Today when trying to create a table for my computer work set, I met a strange situation.

While I was going to cut the board there appeared an idea to cut it from a other side.

“This doesn’t make sense” looking at the other side.

I continued and while putting the cutter to the board, I felt this: “Don’t do this.” I put it aside and looked at it again.

It was in a worse situation, the corner where like bitten off. I was working with wood. The whole side was more dirty. The rectangle lines were already made. Just you know. It didn’t make sense on a first glance.

Now I just said “Okay,” and went along. Turn the board around and cut the 54 cm rectangles, from the uglier side.

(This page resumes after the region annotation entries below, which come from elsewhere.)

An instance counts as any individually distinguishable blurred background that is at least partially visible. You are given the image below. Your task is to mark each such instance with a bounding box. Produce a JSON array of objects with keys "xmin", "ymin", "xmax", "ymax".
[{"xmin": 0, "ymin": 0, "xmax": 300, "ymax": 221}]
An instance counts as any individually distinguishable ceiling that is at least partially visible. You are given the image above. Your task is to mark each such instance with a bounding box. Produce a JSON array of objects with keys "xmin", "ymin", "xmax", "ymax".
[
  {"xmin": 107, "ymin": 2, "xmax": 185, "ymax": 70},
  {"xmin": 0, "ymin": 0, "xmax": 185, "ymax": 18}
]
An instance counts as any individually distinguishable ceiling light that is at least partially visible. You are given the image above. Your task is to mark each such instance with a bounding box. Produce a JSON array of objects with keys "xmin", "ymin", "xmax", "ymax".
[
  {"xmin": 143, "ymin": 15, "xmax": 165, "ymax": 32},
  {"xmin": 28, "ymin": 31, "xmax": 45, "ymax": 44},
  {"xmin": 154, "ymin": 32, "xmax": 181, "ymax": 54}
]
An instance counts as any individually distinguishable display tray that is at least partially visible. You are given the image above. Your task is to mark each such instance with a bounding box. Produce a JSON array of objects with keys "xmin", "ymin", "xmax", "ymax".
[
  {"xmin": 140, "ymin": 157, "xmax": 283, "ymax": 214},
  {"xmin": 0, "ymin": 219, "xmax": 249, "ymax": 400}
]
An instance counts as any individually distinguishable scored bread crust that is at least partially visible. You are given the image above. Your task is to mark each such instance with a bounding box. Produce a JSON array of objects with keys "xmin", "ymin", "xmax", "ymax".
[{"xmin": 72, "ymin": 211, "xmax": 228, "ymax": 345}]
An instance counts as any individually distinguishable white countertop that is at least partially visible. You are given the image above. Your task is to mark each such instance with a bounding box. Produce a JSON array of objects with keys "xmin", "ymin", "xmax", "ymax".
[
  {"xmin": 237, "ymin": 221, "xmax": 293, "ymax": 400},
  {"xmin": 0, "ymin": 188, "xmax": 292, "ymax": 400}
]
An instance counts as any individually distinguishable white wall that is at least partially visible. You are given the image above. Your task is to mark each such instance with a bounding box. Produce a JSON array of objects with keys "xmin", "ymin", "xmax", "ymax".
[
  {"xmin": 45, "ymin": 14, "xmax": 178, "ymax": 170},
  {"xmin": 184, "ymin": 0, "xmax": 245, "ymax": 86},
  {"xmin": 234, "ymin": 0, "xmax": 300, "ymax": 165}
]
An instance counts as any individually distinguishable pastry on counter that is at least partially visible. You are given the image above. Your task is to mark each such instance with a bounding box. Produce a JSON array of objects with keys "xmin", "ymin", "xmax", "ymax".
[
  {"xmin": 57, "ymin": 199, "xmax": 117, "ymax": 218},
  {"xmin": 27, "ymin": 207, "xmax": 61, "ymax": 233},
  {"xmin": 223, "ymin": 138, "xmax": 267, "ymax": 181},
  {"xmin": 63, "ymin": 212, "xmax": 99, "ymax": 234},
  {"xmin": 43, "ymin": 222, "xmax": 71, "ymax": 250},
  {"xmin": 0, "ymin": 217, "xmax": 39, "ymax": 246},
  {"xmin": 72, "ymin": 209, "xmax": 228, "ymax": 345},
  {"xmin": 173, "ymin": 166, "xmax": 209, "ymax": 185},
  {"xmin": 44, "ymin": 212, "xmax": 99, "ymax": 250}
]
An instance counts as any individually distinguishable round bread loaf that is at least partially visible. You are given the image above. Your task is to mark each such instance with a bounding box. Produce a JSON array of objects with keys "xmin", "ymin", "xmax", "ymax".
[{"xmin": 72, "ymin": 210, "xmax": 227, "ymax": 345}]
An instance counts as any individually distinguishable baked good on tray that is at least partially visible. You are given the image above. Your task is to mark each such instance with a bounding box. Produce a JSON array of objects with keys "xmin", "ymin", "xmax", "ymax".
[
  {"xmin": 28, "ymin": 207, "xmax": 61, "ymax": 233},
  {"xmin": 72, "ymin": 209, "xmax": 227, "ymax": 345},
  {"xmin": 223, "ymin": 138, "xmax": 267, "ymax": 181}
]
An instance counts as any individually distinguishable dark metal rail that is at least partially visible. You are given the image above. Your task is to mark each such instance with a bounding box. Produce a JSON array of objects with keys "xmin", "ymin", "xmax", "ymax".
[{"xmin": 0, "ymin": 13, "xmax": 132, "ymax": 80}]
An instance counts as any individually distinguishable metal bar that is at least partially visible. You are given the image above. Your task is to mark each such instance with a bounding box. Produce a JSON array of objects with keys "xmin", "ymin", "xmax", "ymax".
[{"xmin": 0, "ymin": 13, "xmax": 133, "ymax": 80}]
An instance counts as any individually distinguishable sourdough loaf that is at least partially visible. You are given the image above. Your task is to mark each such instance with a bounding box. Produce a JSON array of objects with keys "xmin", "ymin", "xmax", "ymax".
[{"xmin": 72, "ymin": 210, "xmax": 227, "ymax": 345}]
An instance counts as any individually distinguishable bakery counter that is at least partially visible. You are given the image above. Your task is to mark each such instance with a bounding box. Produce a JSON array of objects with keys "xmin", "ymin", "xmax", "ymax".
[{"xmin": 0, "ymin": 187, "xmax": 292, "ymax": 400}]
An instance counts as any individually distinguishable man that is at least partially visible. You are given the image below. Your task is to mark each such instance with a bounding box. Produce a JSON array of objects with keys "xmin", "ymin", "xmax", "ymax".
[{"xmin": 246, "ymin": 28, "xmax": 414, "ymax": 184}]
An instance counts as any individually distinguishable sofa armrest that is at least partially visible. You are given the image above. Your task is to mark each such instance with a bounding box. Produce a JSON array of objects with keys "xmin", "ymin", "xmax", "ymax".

Some work went by and I found out, that I don’t like the proportions. I was making a puzzle table. I wanted to fit one piece of wood to another with puzzle like gaps without screws. But when doing so I found it, the gaps or puzzle holes, were too close to the edge, so it could possibly break. All of a sudden I looked at the untouched part that I firstly wanted to cut laying there.

“Let’s try it here but make the puzzle system a bit more far away from the edge.” BUmbada bum, I carpenter it.

Looking at the board I was like: “Huh, good that I didn’t cut it first time.” I am not telling that’s always the case. It’s just gives you to show how sometimes the intuition is a good tool to follow. I don’t even know if it’s intuition. Call it whatever you want, that feeling to just go there.

“Go ahead” feeling.

“I, it doesn’t make sense why …”

That moment.

After listening to C.G.Jung, I got to defining the hunch as: “Knowing something without understanding all the intermediate step in between.”

Hopefully I did a good job explaining it. Did you experience something similar?